Reforma educativa
Memoria y memorismo
Esa animadversión hacia la memoria es propia del pensamiento progre, tan aficionado a lo mediocre y alérgico a la excelencia, al esfuerzo.
La inteligencia y la voluntad se reparten la fama como potencias del alma. Pero hay una tercera que parece la oveja negra: la memoria. Las tres están hermanadas y si echamos mano de la voluntad y utilizamos la inteligencia, valoraremos a esa tercera hermana pobre de la que se habla mucho en los últimos tiempos, para criticarla o manipularla. Tanto es así que por obra y arte del revisionismo del callejero ahora tiene en Madrid hasta una avenida, la Avenida de la Memoria, así, a secas.
Pero no hablo ahora de la que se invoca con fines políticos, tampoco de esa memoria práctica que nos permite recordar el cumpleaños de tal, dónde dejé las gafas, cuándo tengo cita en el médico, es decir, esa que cuando falla apelamos al socorrido tópico del alzhéimer. No, me refiero a la que nos permite retener conocimientos y se ejerce con esfuerzo porque –que me perdonen los médicos– la memoria es un músculo que debe trabajarse, fortalecerse. Sí, hay gentes que, sin aparente esfuerzo, retienen y te recitan, por ejemplo, un poema tras otro; en mi caso, los pocos que sé los aprendí en el colegio… a golpe de memoria.
Aunque sea tópico citar a Churchill o a Ortega acudo al menos a Ortega que, creo, entendía por cultura lo que nos queda en la memoria de lo que hemos leído o aprendido. Es cierto, pero matizo: salvo que vayamos a una cultura de crucigrama, también hay que rumiar, razonar esos datos que retenemos y es que aprender se asemeja al comer: la comida está en el plato y nos tiene que alimentar. Para ello hay que procurarse alimentos, meter la cuchara, llevarla a la boca, deglutirlos y así nos nutriremos. Algo parecido ocurre con los conocimientos: hay que meter la cuchara en los textos, llevarlos a la cabeza y digerirlos y eso exige un esfuerzo. Es un proceso circular en el que esas tres hermanas trabajan: la voluntad nos lleva a interesamos por las cosas, a leer y estudiar para llevarlas a la cabeza; ahí quedarán muchas o pocas y luego, con la inteligencia, las vamos digiriendo y así nos alimentan.

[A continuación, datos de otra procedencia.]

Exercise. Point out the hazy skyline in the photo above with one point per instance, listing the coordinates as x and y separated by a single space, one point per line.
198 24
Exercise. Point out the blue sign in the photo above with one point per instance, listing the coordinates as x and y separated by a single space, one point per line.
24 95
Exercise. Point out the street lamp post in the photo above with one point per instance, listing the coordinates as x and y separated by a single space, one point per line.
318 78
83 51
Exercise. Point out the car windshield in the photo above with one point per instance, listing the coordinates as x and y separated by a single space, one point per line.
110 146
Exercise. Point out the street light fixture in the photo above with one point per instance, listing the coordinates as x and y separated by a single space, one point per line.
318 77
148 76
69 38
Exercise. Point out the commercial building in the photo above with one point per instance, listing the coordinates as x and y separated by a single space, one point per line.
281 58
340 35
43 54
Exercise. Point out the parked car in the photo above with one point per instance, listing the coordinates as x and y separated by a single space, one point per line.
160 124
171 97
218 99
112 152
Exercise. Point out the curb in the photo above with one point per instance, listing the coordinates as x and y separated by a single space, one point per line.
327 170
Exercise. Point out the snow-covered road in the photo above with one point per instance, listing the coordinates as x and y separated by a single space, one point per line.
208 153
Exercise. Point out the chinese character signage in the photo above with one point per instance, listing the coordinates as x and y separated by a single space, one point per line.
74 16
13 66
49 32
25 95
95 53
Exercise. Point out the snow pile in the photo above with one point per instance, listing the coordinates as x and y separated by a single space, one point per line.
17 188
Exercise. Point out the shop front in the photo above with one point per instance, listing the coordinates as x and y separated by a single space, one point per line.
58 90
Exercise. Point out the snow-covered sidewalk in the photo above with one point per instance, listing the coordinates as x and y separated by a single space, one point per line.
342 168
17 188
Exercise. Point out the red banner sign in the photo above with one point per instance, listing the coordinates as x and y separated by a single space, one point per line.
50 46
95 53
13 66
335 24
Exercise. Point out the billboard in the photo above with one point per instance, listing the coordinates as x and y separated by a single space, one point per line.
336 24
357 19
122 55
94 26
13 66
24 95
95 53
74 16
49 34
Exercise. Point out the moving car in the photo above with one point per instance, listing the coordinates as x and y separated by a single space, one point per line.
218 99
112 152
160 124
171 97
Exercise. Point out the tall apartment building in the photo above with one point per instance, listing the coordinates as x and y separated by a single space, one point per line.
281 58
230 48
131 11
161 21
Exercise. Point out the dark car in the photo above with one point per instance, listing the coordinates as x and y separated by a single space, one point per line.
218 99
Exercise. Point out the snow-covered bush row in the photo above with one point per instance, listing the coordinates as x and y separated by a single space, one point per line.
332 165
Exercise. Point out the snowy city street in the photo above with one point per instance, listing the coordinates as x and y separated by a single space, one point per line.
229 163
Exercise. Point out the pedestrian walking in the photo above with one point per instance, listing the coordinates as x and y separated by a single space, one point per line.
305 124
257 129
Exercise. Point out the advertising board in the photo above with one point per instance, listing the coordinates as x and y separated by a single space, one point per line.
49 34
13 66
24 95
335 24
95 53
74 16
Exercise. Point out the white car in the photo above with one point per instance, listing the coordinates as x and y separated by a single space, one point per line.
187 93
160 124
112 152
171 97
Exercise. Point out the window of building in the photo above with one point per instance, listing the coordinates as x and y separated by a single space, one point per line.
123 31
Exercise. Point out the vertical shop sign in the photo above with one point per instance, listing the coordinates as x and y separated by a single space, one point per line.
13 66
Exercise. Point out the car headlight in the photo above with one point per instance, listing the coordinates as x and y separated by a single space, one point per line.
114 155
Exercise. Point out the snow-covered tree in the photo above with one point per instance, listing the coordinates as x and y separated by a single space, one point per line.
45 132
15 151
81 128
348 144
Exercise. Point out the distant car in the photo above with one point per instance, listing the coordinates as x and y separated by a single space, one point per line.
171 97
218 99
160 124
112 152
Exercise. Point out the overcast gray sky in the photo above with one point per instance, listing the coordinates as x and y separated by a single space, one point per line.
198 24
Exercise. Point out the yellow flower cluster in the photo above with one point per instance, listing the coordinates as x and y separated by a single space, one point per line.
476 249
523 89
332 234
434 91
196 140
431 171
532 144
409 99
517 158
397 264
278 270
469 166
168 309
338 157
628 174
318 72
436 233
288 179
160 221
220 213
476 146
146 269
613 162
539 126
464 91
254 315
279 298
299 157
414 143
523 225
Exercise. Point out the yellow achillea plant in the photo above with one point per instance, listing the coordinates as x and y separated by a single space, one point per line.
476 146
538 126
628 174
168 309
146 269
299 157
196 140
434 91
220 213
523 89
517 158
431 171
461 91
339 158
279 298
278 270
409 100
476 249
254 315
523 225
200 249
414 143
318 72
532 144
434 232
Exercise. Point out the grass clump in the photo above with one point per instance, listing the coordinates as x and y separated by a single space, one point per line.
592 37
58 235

Como he dicho antes, la memoria tiene su punto de controversia. Dice el ministro de Universidades que tiene cada vez menos sentido –no él, sino la memoria– «porque está todo en internet», y más que enseñar para «acumular información», los profesores deben ser «guías intelectuales del procesamiento de información». Lo acepto y es cierto que la cabeza no puede ser, sin más, un dispositivo de almacenamiento masivo como antes las enciclopedias, pero de ahí a minusvalorar la memoria hay un buen trecho: los conocimientos básicos o basilares, muchos o pocos, deben llevarse en la cabeza, esto exige esfuerzo; a partir de ellos se puede avanzar, buscar más, aumentarlos y así ahí adentrarse en el noble arte del razonamiento. Quizás en el futuro que pergeña el transhumanismo nos coloquen un puerto USB en el cogote y podamos cargar la cabeza de datos ilimitados; hoy, de momento, toca esforzarse por tenerlos según nuestra capacidad.
Y el Ministerio de Política Territorial y Función Pública –durante la titularidad de Iceta, el Breve– anunció una reforma de las oposiciones para reducir el «memorismo». Esto es otra cosa. Quien sepa de oposiciones distingue al cabezón, capaz de memorizar el listín de Leganés, del que sabe, y sabe porque demuestra dos cosas: primero, que domina –porque los ha memorizado– los conocimientos mínimos pero indispensables para ejercer una función; segundo, demuestra que los ha asimilado y sabe razonarlos. Son aspectos inescindibles, luego proscribir la memoria es un error, máxime si tenemos un sistema universitario expendedor de unos títulos que no pocas veces lo que acreditan es la insolvencia de conocimientos del titulado.
Esa animadversión hacia la memoria es propia del pensamiento progre, tan aficionado a lo mediocre y alérgico a la excelencia, al esfuerzo. Apela así a un falso igualitarismo que se traduce en una formación deficiente, no para las élites integradas por sus diseñadores sino para esas hormigas obreras que es el resto. Por esto –y por más–, habrá que exigirles cuentas a los autores del desastre de la política educativa del sedicente progresismo, máxime si amenaza ir a más.